분산 모드 커넥트는 커넥트 설정 파일만 있으면 됨

커넥터는 커넥트가 실행된 후 REST API를 통해 생행/중단/변경 할 수 있음

실행

$ ./bin/connect-distributed.sh ./config/connect-distributed.properties

(상용) 2대 이상의 분리된 서버마다 1개의 분산모드 커넥트를 실행하는 것을 권장
REST API 제공 (포트: 8083)

// 사용가능한 플러그인 리스트 조회
$ curl -X GET localhost:8083/connector-plugins
[{"class":"io.debezium.connector.db2.Db2Connector","type":"source","version":"1.8.1.Final"},{"class":"io.debezium.connector.mongodb.MongoDbConnector","type":"source","version":"1.8.1.Final"},...{"class":"org.apache.kafka.connect.mirror.MirrorSourceConnector","type":"source","version":"1"}]

// 파일 소스 커넥터 생성
$ curl -X POST -H "Content-Type: application/json" --data '{"name": "local-file-source", "config": {"connector.class":"FileStreamSourceConnector", "tasks.max":"1", "file":"/tmp/test.txt", "topic":"connect-test" }}' http://localhost:8083/connectors
 
{"name":"local-file-source","config":{"connector.class":"FileStreamSourceConnector","tasks.max":"1","file":"/tmp/test.txt","topic":"connect-test","name":"local-file-source"},"tasks":[],"type":"source"}

// 파일 소스 커넥터 실행 확인
$ curl -X GET localhost:8083/connectors/local-file-source/status
{"name":"local-file-source","connector":{"state":"RUNNING","worker_id":"172.22.0.4:8083"},"tasks":[{"id":0,"state":"RUNNING","worker_id":"172.22.0.4:8083"}],"type":"source"}

// 실행 중인 커넥터 (active connector) 리스트 확인
$ curl -X GET localhost:8083/connectors
["local-file-source","course-outbox-connector","user-outbox-connector","local-file-sink"]
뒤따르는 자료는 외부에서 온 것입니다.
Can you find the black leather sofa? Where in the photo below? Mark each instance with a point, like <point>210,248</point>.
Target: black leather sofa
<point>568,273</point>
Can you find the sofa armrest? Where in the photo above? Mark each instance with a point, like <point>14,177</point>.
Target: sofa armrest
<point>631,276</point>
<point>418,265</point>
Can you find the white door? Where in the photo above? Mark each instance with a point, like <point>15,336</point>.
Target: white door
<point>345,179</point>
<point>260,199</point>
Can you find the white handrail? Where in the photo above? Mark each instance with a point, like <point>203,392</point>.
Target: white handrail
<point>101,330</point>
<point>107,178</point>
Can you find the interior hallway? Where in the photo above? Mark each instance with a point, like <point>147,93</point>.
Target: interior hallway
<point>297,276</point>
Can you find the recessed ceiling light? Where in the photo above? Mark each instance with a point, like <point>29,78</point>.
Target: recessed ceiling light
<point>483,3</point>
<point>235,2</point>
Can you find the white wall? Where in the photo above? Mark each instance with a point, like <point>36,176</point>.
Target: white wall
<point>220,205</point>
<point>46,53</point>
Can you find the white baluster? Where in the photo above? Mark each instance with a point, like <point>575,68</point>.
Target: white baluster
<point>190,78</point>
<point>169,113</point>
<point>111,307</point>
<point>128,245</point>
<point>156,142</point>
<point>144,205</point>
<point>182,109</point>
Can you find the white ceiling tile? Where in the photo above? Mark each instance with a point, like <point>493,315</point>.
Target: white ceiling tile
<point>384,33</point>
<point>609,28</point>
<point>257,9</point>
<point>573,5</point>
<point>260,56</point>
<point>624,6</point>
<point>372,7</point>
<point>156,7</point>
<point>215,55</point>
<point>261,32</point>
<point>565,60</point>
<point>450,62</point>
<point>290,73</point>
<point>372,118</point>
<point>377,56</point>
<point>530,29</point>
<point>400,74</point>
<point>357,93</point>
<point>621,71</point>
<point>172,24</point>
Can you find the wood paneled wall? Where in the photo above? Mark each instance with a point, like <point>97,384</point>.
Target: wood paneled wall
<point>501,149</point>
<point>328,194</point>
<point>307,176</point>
//실행 중인 커넥터 (active connector) 리스트 삭제
$ curl -X DELETE localhost:8083/connectors/local-file-source
$ curl -X GET localhost:8083/connectors
["course-outbox-connector","user-outbox-connector","local-file-sink"]

커스텀 소스 커넥터 만들기

구현

파일	설명
SingleFileSourceConnector.java	태스크를 실행하기 전 설정파일을 초기화하고 어떤 태스크 클래스를 사용할 것인지 정의
SingleFileSourceTask.java	실제 데이터를 처리하는 로직
SingleFileSourceConnectorConfig.java	커넥터 실행 시 받을 설정 값들을 정의

커넥터 추가

gradle jar 명령으로 jar 생성
- 참조했던 디펜던시를 같이 빌드해야함 → 같이 빌드 안하면 커넥터 실행 시 참조하는 클래스를 찾기 못하고 ClassNotFoundException 발생
커넥트 플러그인 디렉토리에 넣음
넣은 후 커넥트 재시작해야 함 → 커넥트 실행 시 플러그인을 추가하기 때문

SingleFileSourceConnector가 추가된 것을 확인할 수 있음

./config/connect-distributed.properties에서 plugin.path 지정

plugin.path=/usr/local/share/kafka/plugins

jar 넣음

root@711c0d21f307:/usr/local/share/kafka/plugins# pwd
/usr/local/share/kafka/plugins
root@711c0d21f307:/usr/local/share/kafka/plugins# ls
CustomSourceConnector-0.0.1-SNAPSHOT.jar

커넥트 재시작

root@711c0d21f307:/opt/kafka# ./bin/connect-distributed.sh ./config/connect-> distributed.properties

커넥터 플러그인 리스트 확인 (SingleFileSourceConnector가 추가됨)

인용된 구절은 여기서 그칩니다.